"How I Got My Agent" is a new recurring feature on the GLA blog. I find it fascinating to see the exact road people took that landed them with a rep. Seeing the things people did right vs. what they did wrong (highs and the lows) can help other scribes who are on the same journey. Some tales are of long roads and many setbacks, while others are of good luck and quick signings.
To see the previous installments of this column, click here.
If you have a literary agent and would be interested in writing a short guest column for this GLA blog, e-mail me at firstname.lastname@example.org and we'll talk specifics.
This installment of "How I
Got My Agent" is by Laurie Pawlik-Kienlen, who
writes nonfiction. Laurie is a
writer and blogger who created and
maintains a series of Quips and Tips blogs,
including: Quips and Tips for Achieving Your Goals,
and Quips and Tips for Couples Coping With Infertility.
She's also the Feature Writer for Psychology Suite101.
I signed with the Irene Goodman Literary Agency several months ago (I call my agent "Special Agent Jon Sternfeld") and it only took three weeks from searching to signing. Here’s how it happened – I call it my “12 Step Program.”
1. Solidified my book idea. I created a strong hook, a well-thought-out idea, and a catchy query that grabbed my agent’s attention. I’d actually submitted my idea (See Jane Soar) to several publishers before deciding I’d rather have an agent do the legwork.
2. Prepared an airtight book proposal. To learn how to write a book proposal, I scoured Elizabeth Lyon’s Nonfiction Book Proposals Anyone Can Write from head to toe. I didn’t do everything she recommended – I learned all I could, then let my creativity and instincts take over. I read a few other books about nonfiction proposals, as well.
3. Polished my proposal until it sparkled. The first agent I talked to (not Sternfeld) said he couldn't believe how unprepared and unprofessional writers can be! That made me realize how important it is to edit every sentence of my queries, proposals, and manuscripts until I have nothing left to give.
4. Did the research. I looked at the 2009 Guide to Literary Agents, explored Predators & Editors, and Googled “literary agents in America.” Ultimately, I found Sternfeld through Predators & Editors.
5. Followed agents' submission guidelines. The agent’s websites I visited had clear submission guidelines. I took them seriously, more or less.
6. Queried far and wide. Agent Janet Reid recommends querying as many agents as possible. I e-mailed 14 of the “highly recommended” ones on Preditors & Editors. I also asked a colleague for her agent’s name, she e-mailed him, he e-mailed me, we spoke later that day, and he sent me a contract a couple days later. I didn’t sign on with him – and I’ll tell you why soon…

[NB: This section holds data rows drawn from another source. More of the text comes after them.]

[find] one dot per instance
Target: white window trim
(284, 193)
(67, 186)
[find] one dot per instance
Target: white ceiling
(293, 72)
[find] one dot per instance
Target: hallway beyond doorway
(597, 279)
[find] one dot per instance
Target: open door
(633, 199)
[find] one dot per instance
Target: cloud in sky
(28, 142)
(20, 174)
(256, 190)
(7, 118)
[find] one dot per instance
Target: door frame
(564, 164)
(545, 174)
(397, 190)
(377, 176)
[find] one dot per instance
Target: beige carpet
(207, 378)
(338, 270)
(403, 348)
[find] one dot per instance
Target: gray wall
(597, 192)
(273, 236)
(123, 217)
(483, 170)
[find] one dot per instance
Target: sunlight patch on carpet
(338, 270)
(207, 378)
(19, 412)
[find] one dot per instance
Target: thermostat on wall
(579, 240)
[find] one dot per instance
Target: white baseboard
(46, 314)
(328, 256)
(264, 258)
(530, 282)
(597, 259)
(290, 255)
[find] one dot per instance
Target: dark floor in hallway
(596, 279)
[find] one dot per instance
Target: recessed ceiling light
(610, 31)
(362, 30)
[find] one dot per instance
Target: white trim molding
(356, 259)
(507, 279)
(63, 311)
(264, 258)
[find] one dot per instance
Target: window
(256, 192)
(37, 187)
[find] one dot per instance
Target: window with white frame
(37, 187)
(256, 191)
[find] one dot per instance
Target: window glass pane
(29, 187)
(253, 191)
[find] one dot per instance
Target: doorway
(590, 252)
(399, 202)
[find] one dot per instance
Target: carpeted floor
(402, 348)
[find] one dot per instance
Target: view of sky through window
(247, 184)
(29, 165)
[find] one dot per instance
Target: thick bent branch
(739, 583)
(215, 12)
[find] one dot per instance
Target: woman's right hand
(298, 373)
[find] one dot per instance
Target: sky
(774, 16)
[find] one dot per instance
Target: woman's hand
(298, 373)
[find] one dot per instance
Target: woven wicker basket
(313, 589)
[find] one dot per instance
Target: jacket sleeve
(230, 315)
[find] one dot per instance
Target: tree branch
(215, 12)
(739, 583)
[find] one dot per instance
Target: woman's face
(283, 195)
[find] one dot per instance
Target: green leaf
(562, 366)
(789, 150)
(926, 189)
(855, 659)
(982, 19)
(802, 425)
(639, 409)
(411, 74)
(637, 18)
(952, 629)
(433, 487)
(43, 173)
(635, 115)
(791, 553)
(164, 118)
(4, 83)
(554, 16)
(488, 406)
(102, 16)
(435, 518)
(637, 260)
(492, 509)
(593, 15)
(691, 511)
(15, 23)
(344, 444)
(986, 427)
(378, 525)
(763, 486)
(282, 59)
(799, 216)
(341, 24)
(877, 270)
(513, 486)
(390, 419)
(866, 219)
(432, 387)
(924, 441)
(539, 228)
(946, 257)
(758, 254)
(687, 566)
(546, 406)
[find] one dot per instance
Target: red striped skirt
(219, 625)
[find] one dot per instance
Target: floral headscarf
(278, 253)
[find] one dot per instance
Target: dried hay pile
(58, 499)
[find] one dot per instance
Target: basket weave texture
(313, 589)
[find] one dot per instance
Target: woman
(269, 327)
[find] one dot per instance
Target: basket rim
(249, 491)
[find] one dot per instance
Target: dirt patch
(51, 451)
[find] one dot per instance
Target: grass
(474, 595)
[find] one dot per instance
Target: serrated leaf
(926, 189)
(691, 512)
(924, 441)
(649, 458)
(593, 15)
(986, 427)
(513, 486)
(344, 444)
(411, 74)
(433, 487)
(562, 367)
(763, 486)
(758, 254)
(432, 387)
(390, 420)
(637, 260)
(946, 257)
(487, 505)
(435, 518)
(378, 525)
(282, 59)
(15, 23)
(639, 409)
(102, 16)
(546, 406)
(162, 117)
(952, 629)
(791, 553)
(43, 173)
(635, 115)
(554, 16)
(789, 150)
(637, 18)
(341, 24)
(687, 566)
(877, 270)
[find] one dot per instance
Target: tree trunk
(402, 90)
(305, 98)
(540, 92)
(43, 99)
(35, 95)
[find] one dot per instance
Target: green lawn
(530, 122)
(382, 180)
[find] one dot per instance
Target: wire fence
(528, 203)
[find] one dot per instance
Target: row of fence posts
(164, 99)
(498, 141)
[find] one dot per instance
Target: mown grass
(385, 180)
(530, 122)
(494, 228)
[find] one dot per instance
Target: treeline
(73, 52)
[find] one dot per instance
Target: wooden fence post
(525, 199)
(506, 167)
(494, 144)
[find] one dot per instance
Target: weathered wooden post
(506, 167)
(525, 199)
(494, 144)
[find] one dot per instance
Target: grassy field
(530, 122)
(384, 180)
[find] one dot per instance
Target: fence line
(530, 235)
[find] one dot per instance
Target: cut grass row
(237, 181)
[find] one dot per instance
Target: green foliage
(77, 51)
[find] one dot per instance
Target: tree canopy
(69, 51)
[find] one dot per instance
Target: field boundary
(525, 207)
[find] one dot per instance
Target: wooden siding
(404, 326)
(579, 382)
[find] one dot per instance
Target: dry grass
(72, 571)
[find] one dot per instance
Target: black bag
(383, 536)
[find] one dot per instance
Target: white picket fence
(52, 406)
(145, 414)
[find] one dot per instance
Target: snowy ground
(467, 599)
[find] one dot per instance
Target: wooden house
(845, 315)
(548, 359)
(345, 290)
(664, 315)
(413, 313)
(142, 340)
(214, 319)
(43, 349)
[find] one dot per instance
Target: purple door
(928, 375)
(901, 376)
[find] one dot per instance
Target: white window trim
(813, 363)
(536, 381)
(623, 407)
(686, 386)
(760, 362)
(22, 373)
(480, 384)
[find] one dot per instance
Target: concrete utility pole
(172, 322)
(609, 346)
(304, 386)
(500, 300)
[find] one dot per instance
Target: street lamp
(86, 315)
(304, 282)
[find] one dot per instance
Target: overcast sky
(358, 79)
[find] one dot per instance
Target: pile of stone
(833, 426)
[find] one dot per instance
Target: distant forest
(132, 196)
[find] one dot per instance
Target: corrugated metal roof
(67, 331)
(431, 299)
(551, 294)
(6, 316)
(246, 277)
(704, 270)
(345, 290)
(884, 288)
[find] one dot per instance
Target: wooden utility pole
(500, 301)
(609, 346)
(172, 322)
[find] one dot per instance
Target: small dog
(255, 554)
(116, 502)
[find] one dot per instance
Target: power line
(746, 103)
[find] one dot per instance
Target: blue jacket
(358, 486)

7. Double checked my book proposal. I let it “cook” while I was researching agents. Taking a week or even a month off from a particular piece can do wonders for one's writing and editing skills! (I never take a week or month off writing in general).
8. Chilled. While I waited for editors’ responses, I wrote magazine article ideas, played around with a new book idea, and caught up on my blogs. It took Sternfeld less than a week to contact me.
9. Talked to Special Agent Sternfeld. He e-mailed and requested a phone conversation less than a week after I sent my book proposal. We talked within half an hour of his e-mail.
10. Made sure we were on the same wavelength. I was tempted to sign on with the first agent I talked to, but he suggested a significant change to my book. It didn’t light my fire, but hey – I’m open to thinking about stuff. He sent the contract and left the ball in my court … and I decided not to play with him. Sternfeld, however, was thrilled with my book proposal! “Even if you don’t sign with me,” he said, “don’t change anything. It’s great the way it is.”
11. Read and signed the contract. I signed on with Irene Goodman without a lawyer’s rubber stamp (but I did compare it to my other contract – which was five pages long. Goodman’s was one page).
12. Celebrated! Darling hubby and I opened a bottle of champagne and toasted my hard work and the future (more hard work). And the next day, I went back at work: querying magazine editors, blogging for Quips & Tips, and trying to develop new book ideas.